I was about 11 years old when someone first made me feel unwelcome in hockey. We were at a tournament in Vancouver and I came to the lobby with my head hung low. My mom knew immediately something was wrong. She hugged me and asked what happened and I told her what was said to me on the ice by the opposing team.
Then the tears welled up in her eyes before she confronted the parents of the opposing player who made the comments, protecting her kid the best way she knew how and standing up for what was wrong. It was all very traumatic for an 11-year-old.
But those tears, man, that was one of the hardest things for me to see.
So the next time I faced those derogatory comments and the hateful vitriol was spewed my way—because yes, it continued to happen throughout my career—I held that in alone. I didn’t want to see those tears in my mom’s eyes ever again.
But I also never wanted to personally feel that way again. I was a kid demoralized. All I wanted to do was play hockey and be part of the team. I just wanted those racist comments and looks to go away.
It’s not something you want to think of as a kid, but as a minority, you have to deal with it more and more. And those feelings, that can push a lot of kids away. There have been too many kids who have gotten pushed away from hockey to be silent about racism in the sport anymore.
For as long as I can remember, I’ve wanted to be a hockey player. My favorite players growing up were Paul Kariya and Jerome Iginla because they kind of looked like me, right? I looked up to those guys because I felt that we had something in common in that sense.
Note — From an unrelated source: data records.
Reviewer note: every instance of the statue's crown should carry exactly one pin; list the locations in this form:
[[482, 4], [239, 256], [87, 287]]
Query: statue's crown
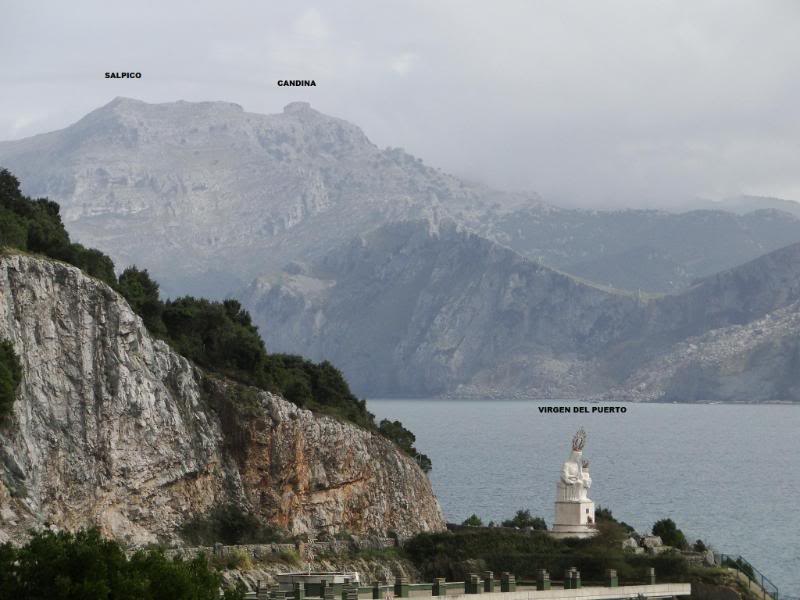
[[579, 440]]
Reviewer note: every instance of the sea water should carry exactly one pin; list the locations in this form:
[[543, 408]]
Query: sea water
[[728, 474]]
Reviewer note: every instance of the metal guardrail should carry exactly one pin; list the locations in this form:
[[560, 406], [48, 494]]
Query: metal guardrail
[[753, 575]]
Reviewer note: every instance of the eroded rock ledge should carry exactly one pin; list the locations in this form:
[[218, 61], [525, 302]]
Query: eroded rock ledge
[[113, 428]]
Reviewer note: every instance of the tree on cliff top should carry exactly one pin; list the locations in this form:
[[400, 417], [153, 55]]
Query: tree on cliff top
[[670, 534], [218, 336]]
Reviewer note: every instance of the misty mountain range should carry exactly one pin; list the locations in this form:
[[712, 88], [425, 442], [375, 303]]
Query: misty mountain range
[[417, 283]]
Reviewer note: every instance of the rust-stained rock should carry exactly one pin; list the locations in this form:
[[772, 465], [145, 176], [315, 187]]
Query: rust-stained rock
[[113, 428]]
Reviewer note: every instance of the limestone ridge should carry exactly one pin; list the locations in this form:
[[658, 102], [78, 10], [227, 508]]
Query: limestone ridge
[[230, 194], [209, 196], [111, 427], [424, 310], [418, 309]]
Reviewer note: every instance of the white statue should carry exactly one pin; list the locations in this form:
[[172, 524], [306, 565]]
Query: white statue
[[575, 480], [574, 509]]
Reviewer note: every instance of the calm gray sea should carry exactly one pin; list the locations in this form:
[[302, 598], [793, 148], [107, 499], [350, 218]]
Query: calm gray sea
[[728, 474]]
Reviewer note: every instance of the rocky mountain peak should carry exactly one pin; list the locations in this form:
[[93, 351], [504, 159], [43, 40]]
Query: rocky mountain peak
[[297, 107]]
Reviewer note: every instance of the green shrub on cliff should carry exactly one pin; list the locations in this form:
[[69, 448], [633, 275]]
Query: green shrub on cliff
[[523, 520], [66, 566], [36, 226], [670, 534], [219, 336], [229, 525], [10, 376]]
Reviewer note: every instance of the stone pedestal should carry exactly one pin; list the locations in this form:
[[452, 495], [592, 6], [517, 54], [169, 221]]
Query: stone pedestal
[[574, 519]]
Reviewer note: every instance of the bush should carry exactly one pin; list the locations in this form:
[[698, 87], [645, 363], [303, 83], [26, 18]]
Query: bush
[[10, 376], [218, 336], [523, 520], [604, 514], [670, 534], [456, 554], [36, 226], [65, 566]]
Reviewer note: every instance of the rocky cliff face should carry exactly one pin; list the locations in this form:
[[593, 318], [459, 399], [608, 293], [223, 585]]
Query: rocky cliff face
[[209, 196], [423, 309], [110, 427]]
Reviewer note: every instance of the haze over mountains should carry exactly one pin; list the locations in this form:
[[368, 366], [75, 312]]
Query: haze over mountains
[[209, 196], [410, 309], [415, 282]]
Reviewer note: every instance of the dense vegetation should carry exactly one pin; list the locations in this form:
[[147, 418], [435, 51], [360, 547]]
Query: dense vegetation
[[670, 534], [35, 226], [10, 375], [218, 336], [85, 566], [455, 554]]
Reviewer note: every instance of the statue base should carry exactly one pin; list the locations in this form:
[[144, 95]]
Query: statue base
[[574, 519]]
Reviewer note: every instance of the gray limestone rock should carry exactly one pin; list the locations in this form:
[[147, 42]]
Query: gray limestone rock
[[112, 428]]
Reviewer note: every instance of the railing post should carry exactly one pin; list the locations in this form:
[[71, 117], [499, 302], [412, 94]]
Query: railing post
[[508, 583], [568, 579], [439, 588], [542, 580], [611, 578], [299, 591], [401, 587], [488, 581]]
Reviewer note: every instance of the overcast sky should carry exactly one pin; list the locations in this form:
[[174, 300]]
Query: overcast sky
[[594, 103]]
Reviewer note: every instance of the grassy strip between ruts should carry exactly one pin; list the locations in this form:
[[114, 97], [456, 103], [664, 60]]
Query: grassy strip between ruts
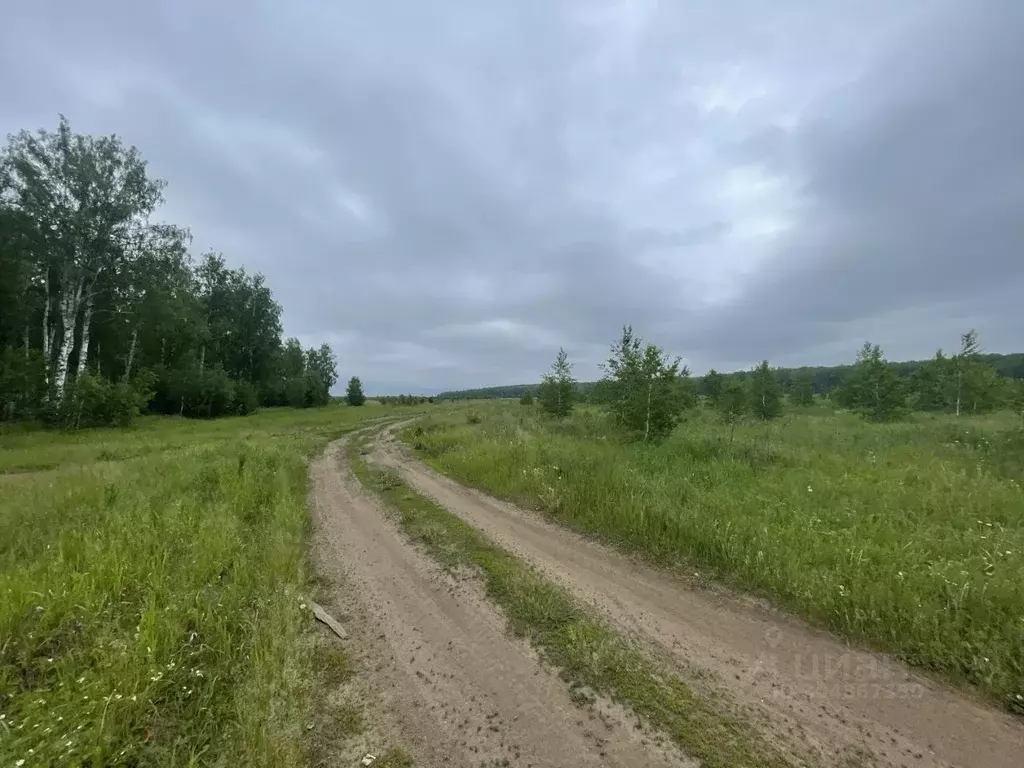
[[587, 652]]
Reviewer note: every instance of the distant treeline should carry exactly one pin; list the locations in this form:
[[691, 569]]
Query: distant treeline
[[824, 378], [104, 312]]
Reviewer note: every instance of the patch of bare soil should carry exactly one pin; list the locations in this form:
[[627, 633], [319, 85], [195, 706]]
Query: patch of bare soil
[[444, 680], [838, 705]]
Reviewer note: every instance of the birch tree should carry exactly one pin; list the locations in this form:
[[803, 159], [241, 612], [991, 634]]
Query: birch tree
[[647, 389], [87, 199], [557, 391]]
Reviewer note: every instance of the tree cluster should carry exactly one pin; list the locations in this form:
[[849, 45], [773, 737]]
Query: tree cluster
[[103, 311]]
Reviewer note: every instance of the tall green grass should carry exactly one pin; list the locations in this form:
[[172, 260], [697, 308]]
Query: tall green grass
[[151, 592], [907, 537]]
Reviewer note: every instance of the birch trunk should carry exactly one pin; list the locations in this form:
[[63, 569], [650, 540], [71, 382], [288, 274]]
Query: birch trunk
[[70, 303], [47, 335], [646, 429], [131, 352], [83, 350]]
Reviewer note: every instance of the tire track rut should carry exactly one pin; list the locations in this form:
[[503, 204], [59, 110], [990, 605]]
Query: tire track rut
[[448, 683], [803, 687]]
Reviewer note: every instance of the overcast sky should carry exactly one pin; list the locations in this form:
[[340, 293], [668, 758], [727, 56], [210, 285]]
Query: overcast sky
[[448, 192]]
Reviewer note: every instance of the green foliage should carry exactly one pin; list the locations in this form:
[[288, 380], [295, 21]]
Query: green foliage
[[802, 391], [557, 391], [732, 400], [153, 583], [353, 392], [23, 384], [94, 401], [907, 536], [766, 394], [569, 636], [646, 389], [711, 385], [89, 284], [872, 388]]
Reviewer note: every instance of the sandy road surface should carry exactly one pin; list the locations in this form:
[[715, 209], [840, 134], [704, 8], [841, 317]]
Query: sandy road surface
[[445, 681], [803, 687]]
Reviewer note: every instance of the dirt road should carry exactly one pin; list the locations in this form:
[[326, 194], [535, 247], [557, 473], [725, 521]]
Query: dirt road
[[446, 682], [801, 686]]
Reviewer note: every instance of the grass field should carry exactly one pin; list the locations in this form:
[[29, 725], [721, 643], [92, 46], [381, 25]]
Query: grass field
[[152, 586], [590, 655], [906, 537]]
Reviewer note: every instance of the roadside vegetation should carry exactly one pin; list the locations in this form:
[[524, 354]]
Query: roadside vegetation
[[104, 313], [891, 512], [590, 656], [155, 593]]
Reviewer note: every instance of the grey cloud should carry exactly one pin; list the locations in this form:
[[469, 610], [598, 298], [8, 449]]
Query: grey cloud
[[449, 192]]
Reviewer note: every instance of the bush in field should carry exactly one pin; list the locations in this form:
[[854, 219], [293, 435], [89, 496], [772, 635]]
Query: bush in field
[[732, 401], [94, 401], [646, 389], [711, 386], [872, 388], [766, 394], [23, 384], [803, 389], [353, 392], [557, 390]]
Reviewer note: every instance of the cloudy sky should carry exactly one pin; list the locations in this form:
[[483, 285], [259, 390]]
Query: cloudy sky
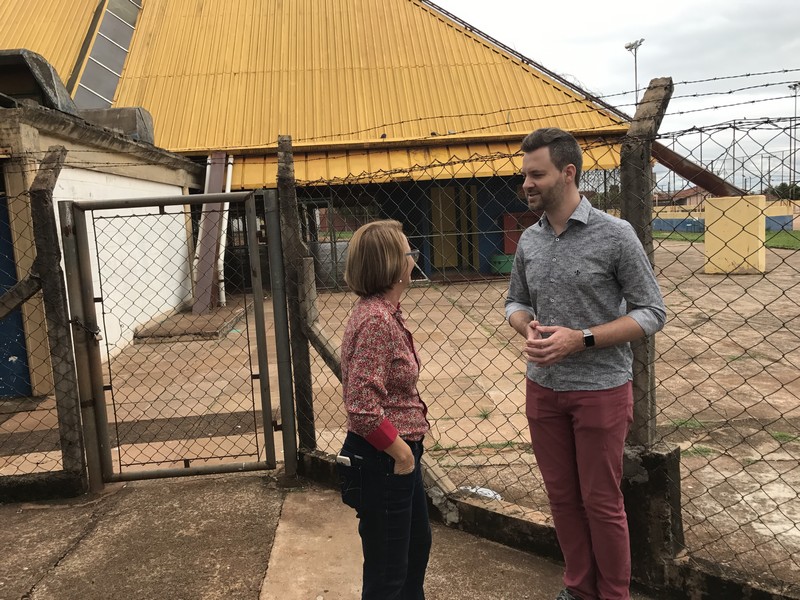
[[688, 40]]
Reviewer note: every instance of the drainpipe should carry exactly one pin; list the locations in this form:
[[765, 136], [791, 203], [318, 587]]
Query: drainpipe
[[196, 256], [223, 236]]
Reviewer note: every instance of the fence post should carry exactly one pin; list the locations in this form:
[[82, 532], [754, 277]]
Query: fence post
[[637, 208], [294, 251], [261, 329], [82, 362], [47, 265], [651, 482]]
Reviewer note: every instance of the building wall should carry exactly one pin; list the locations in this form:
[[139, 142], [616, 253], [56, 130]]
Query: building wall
[[141, 268]]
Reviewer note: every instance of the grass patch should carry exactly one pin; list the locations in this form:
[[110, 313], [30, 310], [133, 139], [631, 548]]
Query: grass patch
[[496, 445], [788, 240], [677, 236], [688, 423], [784, 437], [698, 451], [484, 413]]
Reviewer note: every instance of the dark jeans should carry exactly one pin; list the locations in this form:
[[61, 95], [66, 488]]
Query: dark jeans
[[393, 520]]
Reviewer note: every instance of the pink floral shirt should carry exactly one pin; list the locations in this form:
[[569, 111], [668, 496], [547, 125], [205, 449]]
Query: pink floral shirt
[[380, 369]]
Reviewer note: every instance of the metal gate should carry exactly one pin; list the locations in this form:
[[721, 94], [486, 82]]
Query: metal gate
[[175, 359]]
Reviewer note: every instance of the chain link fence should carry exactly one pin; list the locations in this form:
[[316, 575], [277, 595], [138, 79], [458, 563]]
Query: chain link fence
[[29, 437], [727, 385], [180, 365], [41, 445]]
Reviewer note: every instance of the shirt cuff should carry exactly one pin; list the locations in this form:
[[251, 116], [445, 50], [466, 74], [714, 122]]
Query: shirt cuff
[[383, 436]]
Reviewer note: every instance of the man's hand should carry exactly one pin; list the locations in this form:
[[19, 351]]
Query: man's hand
[[546, 351]]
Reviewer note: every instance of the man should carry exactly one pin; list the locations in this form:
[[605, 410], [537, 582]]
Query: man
[[581, 289]]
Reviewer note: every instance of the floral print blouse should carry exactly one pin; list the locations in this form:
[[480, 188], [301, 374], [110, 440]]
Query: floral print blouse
[[380, 369]]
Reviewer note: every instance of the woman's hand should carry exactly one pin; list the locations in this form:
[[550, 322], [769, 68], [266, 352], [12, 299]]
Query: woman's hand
[[404, 462]]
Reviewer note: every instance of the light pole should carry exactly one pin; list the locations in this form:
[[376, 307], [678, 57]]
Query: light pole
[[793, 137], [633, 47]]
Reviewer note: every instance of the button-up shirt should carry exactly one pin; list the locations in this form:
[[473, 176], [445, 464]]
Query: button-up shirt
[[595, 271], [380, 369]]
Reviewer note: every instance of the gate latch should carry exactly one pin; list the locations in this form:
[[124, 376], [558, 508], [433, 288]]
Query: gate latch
[[95, 333]]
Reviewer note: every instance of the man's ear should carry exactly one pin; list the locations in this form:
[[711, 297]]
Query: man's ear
[[569, 173]]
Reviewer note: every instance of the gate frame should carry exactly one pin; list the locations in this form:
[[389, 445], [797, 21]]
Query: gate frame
[[87, 341]]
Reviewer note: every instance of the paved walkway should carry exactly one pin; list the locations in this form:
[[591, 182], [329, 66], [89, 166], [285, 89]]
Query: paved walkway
[[234, 537]]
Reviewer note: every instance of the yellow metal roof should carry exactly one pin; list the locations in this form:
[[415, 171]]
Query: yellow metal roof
[[234, 75], [56, 30]]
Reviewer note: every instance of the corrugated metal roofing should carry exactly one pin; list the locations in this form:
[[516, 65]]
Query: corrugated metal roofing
[[56, 30], [235, 75]]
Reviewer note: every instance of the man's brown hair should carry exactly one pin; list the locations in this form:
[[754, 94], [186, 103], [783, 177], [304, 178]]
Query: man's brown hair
[[564, 149]]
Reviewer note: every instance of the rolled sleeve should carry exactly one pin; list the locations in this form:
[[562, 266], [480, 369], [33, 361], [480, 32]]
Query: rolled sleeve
[[519, 297], [639, 285]]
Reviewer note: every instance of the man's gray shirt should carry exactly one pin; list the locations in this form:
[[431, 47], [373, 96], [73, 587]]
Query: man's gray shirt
[[585, 277]]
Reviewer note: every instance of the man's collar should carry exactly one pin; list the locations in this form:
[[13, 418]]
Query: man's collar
[[580, 214]]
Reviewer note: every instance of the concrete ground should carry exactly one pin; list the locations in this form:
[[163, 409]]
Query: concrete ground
[[238, 536]]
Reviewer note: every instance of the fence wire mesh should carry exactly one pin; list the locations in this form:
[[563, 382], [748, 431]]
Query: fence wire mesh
[[726, 377], [29, 430], [180, 355]]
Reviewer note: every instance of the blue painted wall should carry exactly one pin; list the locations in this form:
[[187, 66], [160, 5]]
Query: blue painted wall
[[14, 375]]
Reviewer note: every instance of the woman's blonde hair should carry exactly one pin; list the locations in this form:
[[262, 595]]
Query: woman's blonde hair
[[376, 257]]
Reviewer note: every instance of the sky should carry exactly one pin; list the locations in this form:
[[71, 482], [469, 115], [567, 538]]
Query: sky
[[693, 40]]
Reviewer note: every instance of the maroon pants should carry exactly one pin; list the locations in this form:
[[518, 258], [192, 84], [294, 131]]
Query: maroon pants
[[578, 439]]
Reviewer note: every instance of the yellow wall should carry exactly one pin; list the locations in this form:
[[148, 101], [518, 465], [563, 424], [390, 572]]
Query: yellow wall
[[735, 232]]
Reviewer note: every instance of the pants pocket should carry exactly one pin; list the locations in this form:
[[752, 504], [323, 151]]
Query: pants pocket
[[350, 484]]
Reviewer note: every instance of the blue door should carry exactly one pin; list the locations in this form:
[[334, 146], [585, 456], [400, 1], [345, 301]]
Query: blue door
[[15, 378]]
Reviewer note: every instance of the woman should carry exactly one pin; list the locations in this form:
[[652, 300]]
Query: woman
[[379, 463]]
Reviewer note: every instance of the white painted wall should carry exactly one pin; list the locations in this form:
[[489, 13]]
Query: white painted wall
[[140, 263]]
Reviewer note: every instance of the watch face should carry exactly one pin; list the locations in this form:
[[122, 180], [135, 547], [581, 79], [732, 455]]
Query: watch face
[[588, 338]]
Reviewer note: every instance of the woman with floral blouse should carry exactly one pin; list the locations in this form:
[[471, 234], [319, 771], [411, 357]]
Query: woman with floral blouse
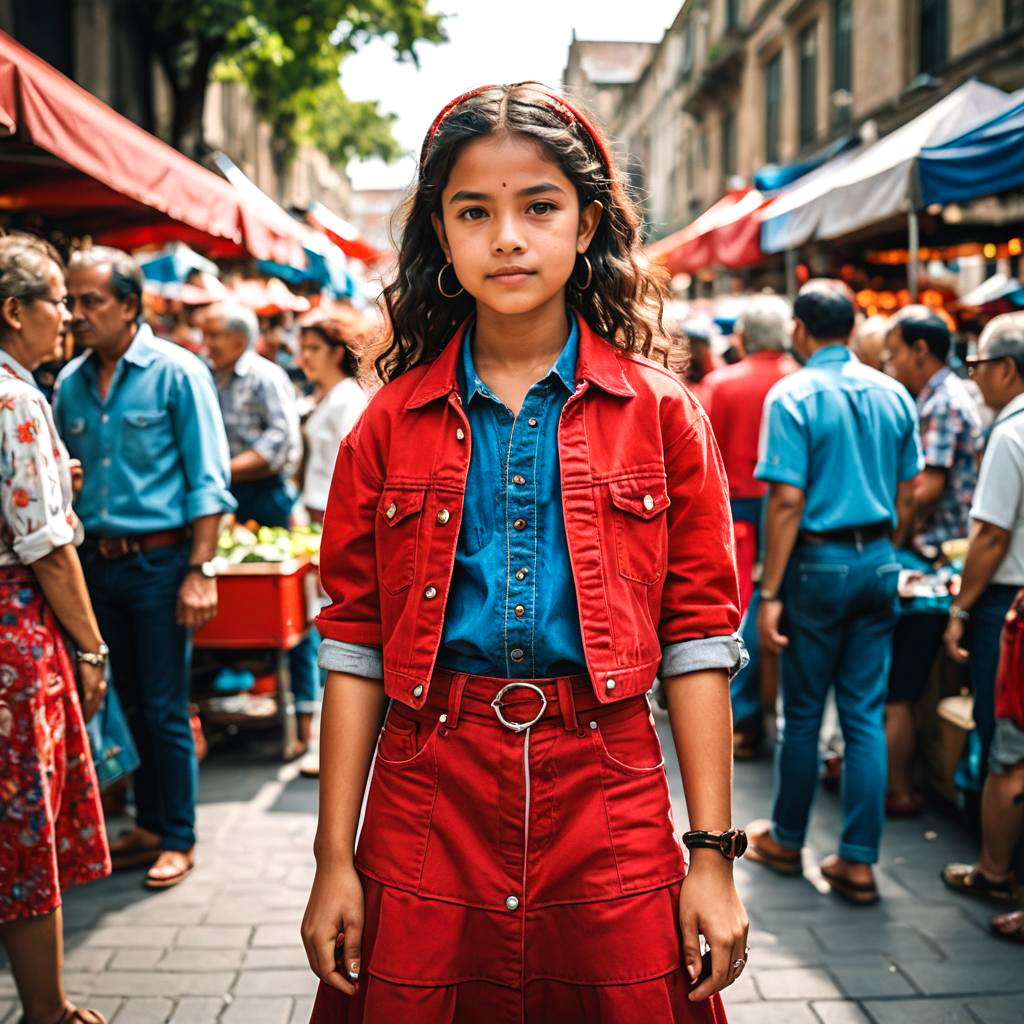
[[51, 825]]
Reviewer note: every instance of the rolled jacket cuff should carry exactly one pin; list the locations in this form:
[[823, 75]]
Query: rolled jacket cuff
[[727, 652], [354, 658]]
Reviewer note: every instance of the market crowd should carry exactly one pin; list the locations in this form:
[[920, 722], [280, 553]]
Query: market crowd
[[111, 505], [858, 455]]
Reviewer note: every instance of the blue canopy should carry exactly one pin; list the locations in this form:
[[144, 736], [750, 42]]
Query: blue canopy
[[986, 160]]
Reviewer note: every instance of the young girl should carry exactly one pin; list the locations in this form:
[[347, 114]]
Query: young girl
[[526, 522]]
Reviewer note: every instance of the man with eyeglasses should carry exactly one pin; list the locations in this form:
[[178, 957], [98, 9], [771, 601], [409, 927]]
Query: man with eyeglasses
[[993, 588], [141, 415]]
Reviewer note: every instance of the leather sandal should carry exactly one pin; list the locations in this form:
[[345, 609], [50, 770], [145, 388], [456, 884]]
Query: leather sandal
[[858, 893], [1015, 933], [169, 881], [967, 879]]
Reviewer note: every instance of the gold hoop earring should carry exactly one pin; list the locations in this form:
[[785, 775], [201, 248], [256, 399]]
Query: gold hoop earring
[[590, 274], [440, 287]]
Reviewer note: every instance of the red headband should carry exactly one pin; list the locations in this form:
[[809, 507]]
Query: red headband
[[556, 102]]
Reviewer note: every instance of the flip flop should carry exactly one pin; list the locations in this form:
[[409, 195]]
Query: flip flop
[[968, 880], [858, 893], [790, 866], [1016, 934], [170, 881]]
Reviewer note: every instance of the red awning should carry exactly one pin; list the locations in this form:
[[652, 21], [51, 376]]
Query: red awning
[[727, 235], [70, 158], [342, 233]]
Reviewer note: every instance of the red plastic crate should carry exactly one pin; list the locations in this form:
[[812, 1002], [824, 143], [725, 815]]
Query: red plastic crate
[[259, 605]]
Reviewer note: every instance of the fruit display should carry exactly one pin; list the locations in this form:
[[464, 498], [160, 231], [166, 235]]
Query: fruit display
[[244, 545]]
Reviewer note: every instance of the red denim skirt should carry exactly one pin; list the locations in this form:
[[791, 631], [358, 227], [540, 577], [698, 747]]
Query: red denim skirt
[[519, 864]]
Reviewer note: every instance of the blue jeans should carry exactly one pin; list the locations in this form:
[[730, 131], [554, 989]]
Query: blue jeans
[[841, 607], [135, 598], [269, 502], [982, 640]]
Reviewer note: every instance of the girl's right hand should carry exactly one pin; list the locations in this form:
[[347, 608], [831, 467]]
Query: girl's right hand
[[335, 907]]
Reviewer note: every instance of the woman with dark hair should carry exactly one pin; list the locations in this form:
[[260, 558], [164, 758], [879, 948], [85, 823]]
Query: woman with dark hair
[[331, 365], [51, 824], [529, 522]]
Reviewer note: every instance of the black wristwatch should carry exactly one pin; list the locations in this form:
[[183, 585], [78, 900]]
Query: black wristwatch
[[730, 844]]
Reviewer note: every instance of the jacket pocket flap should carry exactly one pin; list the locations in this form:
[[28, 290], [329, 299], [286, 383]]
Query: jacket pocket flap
[[643, 500], [398, 505]]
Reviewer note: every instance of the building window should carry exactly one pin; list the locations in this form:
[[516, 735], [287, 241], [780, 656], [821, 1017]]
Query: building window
[[842, 91], [773, 87], [808, 43], [728, 145], [933, 37]]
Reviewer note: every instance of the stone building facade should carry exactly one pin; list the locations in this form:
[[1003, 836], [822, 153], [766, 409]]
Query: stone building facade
[[735, 85]]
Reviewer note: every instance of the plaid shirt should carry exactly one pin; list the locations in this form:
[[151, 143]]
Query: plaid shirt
[[951, 438], [257, 401]]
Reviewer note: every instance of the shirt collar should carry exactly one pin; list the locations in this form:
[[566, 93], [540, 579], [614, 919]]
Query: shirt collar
[[599, 363], [830, 353], [16, 369], [141, 351], [1012, 408], [470, 383]]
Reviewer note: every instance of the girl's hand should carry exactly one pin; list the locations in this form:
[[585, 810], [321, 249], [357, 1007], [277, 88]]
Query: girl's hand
[[710, 905], [335, 908]]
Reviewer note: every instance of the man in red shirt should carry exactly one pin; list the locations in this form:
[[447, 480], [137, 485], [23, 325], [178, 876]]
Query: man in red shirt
[[733, 398]]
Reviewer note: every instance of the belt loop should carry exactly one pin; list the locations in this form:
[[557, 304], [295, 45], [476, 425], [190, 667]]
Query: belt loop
[[455, 698], [566, 705]]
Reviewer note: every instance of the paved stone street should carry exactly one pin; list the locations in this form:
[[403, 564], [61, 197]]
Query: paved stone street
[[224, 946]]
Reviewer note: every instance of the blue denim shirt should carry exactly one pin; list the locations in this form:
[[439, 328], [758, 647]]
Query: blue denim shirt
[[154, 453], [843, 433]]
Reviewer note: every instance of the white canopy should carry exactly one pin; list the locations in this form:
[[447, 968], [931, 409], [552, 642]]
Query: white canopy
[[877, 181]]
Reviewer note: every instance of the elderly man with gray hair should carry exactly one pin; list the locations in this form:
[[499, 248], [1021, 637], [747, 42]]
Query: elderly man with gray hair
[[733, 398], [141, 415], [992, 591], [258, 403]]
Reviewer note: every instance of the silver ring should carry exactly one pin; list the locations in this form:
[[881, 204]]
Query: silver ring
[[519, 726]]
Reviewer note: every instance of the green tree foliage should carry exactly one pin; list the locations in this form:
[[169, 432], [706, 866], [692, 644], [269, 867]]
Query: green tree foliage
[[289, 54]]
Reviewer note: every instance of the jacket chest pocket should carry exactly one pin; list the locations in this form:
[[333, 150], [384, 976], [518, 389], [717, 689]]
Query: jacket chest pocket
[[143, 437], [399, 514], [640, 523]]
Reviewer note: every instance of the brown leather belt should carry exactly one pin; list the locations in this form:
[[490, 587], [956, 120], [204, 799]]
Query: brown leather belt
[[119, 547]]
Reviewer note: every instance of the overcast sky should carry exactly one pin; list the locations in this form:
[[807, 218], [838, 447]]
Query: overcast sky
[[488, 42]]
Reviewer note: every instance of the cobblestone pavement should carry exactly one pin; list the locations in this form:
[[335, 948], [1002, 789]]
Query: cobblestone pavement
[[224, 945]]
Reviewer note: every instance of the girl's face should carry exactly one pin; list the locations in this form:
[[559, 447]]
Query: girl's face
[[511, 224]]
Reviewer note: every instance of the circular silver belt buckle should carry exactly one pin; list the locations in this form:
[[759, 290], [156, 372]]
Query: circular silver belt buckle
[[519, 726]]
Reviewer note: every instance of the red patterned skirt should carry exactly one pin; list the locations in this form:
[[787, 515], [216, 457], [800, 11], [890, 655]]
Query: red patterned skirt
[[51, 823], [517, 877]]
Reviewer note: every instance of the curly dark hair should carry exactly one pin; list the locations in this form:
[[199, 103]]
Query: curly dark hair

And if you can’t see it, you can’t be it. For kids today to see more minorities in the game from all different backgrounds, that’s huge. I hope it empowers them and shows them that they can be welcome in the game, and they can succeed and really shoot for the stars.
That’s what I hope this new heightened awareness brings and us at The Hockey Diversity Alliance can bring. It starts first with education. Listening and learning together. That comes along with more and more opportunities being made available for kids and getting into communities that don’t have a lot of hockey players or a lot of exposure to hockey. Programs like DinoMights and other grassroots initiative truly help grow our game.
I want to see kids of all different ethnicities want to play our game. This is my favorite game, and it’s given so much and I’m so grateful for it. I just want to share it and show how great hockey can be for everyone.